Turing Variable Rate Shading in VRWorks

NVIDIA Turing GPUs enable a new, easily implemented rendering technique, Variable Rate Shading (VRS). VRS increases rendering performance and quality by applying varying amount of processing power to different areas of the image. VRS works by changing the number of pixels that can be processed by a single pixel shader operation. Single pixel shading operations can now be applied to a block of pixels, allowing applications to effectively vary the shading rate in different areas of the screen.

Background

Visual fidelity in modern VR games continues to improve with each new release. Those improvements demand more from the GPU. The minimum requirement of 90 FPS for immersive VR experience only adds to this challenge. On the flip side, VR Headset Manufacturers continue to drive technological innovation, bringing the latest and greatest headsets with the ever-increasing display resolutions needed to provide a more realistic VR experience, as figure 1 shows.

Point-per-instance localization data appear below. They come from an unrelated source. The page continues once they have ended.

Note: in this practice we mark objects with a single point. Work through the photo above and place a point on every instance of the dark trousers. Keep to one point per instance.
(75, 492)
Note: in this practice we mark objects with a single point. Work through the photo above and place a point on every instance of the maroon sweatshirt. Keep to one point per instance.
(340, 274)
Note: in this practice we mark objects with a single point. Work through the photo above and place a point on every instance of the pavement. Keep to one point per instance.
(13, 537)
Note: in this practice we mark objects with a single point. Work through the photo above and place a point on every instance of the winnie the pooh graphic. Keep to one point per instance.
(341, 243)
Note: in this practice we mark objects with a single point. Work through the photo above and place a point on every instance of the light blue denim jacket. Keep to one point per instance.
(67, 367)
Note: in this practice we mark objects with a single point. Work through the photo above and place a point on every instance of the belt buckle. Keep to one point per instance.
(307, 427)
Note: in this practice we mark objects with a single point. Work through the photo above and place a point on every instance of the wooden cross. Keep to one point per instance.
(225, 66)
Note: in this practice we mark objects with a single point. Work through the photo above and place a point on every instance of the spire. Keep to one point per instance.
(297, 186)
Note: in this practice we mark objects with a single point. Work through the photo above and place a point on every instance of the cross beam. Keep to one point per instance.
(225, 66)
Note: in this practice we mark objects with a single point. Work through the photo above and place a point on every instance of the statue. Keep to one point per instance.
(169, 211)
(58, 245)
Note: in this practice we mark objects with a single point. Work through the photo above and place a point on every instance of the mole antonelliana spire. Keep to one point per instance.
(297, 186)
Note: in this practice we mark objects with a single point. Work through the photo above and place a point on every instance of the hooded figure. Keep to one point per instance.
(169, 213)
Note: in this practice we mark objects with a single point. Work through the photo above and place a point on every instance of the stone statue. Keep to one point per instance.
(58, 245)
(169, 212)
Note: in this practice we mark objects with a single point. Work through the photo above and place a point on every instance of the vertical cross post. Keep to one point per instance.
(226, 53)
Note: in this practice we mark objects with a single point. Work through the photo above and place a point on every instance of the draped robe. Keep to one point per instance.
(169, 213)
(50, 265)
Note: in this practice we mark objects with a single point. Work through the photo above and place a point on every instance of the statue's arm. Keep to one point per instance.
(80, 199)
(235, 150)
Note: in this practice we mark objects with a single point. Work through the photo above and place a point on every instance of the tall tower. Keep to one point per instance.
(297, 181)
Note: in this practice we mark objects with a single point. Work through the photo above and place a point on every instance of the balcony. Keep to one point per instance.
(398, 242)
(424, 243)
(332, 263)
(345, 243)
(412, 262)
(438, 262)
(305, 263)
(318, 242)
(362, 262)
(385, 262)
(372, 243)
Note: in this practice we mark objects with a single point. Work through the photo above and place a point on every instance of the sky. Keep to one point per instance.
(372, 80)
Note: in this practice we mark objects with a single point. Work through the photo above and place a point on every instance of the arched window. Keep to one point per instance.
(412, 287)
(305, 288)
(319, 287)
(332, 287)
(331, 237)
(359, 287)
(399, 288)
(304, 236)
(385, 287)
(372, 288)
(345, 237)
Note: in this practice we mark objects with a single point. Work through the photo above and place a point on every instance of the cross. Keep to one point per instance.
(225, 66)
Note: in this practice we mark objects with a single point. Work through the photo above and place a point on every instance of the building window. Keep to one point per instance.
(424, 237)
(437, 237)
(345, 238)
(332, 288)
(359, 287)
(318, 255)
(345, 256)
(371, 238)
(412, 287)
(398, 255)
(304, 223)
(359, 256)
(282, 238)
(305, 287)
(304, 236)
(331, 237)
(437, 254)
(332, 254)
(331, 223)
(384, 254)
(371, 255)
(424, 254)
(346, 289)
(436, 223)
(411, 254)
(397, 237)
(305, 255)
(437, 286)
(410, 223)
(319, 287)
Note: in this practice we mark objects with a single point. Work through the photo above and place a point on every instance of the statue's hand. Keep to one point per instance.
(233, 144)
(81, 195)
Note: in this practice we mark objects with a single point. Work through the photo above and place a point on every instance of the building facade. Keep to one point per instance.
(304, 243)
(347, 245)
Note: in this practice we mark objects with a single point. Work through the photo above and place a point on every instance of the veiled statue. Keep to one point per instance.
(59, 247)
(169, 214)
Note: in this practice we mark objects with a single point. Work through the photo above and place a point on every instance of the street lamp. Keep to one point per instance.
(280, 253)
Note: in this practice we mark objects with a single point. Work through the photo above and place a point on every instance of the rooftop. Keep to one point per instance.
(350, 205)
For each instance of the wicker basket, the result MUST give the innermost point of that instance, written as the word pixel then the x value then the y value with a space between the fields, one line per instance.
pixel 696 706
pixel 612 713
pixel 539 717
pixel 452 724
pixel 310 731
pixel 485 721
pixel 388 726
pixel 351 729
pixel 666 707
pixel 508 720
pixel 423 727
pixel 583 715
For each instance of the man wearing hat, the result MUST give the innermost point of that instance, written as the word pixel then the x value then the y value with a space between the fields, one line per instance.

VR HMD Resolutions Turing GPU VRS
Figure 1. Virtual reality headset native resolutions continue to climb

Balancing all these factors If the VR game decides to render everything at native resolution becomes extremely challenging. Higher resolution plus increased visual fidelity means games struggle to maintain the sweet-spot of 90 FPS. This unfortunately means sacrificing a visual effect or two just to meet the frame rate budget. Another drawback of the traditional rendering approach is how it always wastes precious pixel shading cycles due to inherent “overshading”. In other words, the game spends time rendering pixels eventually thrown away, such as pixels at the edges due to the physical lens distortion in VR headsets or how human eyes perceive detail in peripheral vision. Finally, games always want to have more performance headroom available so that they can improve the visual experience. Ultimately, we need a smarter way to render games.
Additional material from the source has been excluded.